Banjir bandang yang melanda sebelumnya, kini dikonfirmasi sebagai salah satu bencana terbesar dalam sejarah Aceh Tamiang, bukan hanya karena ketinggian air yang mencapai tiga meter tetapi juga derasnya arus yang menghanyutkan permukiman.
Berdasarkan Ada 57 orang dilaporkan meninggal dunia, sementara 23 orang lainnya masih hilang berdasarkan data Posko Komando Pemerintah Aceh per 6 Desember 2025. Tim SAR terus melakukan pencarian di area yang dipenuhi puing dan lumpur. 262.087 jiwa terdata sebagai pengungsi dan masih bertahan di tenda-tenda darurat maupun fasilitas umum yang selamat dari terjangan banjir.

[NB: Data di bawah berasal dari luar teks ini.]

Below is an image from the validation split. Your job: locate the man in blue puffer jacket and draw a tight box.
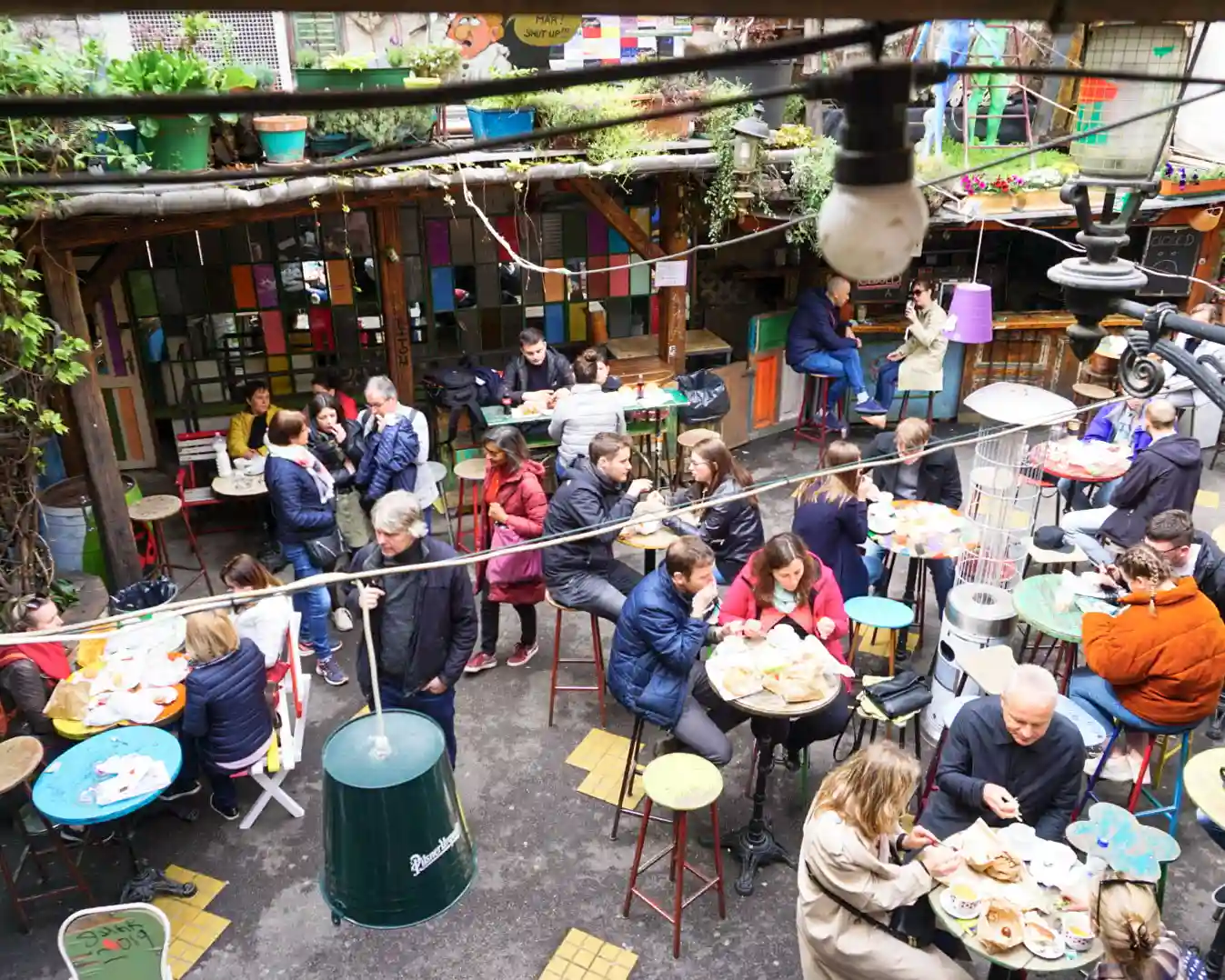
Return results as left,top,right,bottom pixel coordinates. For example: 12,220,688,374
607,535,746,765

2.262 unit rumah terdampak dengan 780 rumah rusak berat atau hilang tersapu arus. Salah satu kampung dilaporkan hanya menyisakan bangunan masjid sebagai struktur yang masih berdiri.

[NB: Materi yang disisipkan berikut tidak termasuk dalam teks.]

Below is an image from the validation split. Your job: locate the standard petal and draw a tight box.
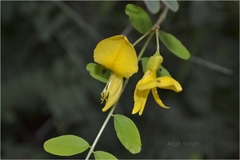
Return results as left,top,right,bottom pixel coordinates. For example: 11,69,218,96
132,89,150,115
137,76,182,92
93,35,138,78
151,88,169,109
101,73,123,112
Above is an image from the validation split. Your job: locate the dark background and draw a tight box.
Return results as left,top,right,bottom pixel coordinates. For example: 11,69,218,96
1,1,239,159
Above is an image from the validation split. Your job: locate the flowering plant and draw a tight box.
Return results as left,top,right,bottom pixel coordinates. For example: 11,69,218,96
44,0,190,159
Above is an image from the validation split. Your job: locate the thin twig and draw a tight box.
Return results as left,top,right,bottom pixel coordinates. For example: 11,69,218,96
152,6,168,29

Krisis Sanitasi dan Ancaman Kesehatan
Turunnya permukaan air justru memunculkan persoalan baru yang tak kalah mengkhawatirkan. Krisis air bersih terjadi di hampir seluruh kecamatan terdampak. Banyak warga terpaksa mengonsumsi air sungai atau air hujan yang tidak layak minum.
Bau bangkai ternak sapi, kambing, dan unggas menyengat di berbagai titik. Hewan-hewan tersebut mati terbawa arus dan belum seluruhnya berhasil dievakuasi, menimbulkan risiko penyakit diare, infeksi kulit, serta ISPA.

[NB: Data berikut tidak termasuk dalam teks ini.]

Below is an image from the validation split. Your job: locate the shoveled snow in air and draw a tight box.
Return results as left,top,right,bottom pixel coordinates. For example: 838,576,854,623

Akses dan Distribusi Bantuan Masih Tersendat
Walau jalan nasional penghubung Aceh Tamiang–Sumatra Utara sudah mulai dapat dilewati truk berat sejak 3 Desember, banyak wilayah hulu masih sulit dijangkau.
Sejumlah desa tetap terisolasi akibat jembatan yang putus serta tumpukan material kayu dan lumpur. Distribusi bantuan harus dilakukan melalui jalur sungai menggunakan sampan, serta pelemparan bantuan udara (airdrop) yang dikoordinasikan dengan Mabes Polri.
Kebutuhan utama yang saat ini mendesak meliputi makanan siap saji, air mineral, selimut, terpal, dan obat-obatan. Aktivitas pemerintahan di 12 kecamatan terhenti dengan laporan kerusakan mencakup 54 fasilitas pendidikan dan 33 rumah ibadah.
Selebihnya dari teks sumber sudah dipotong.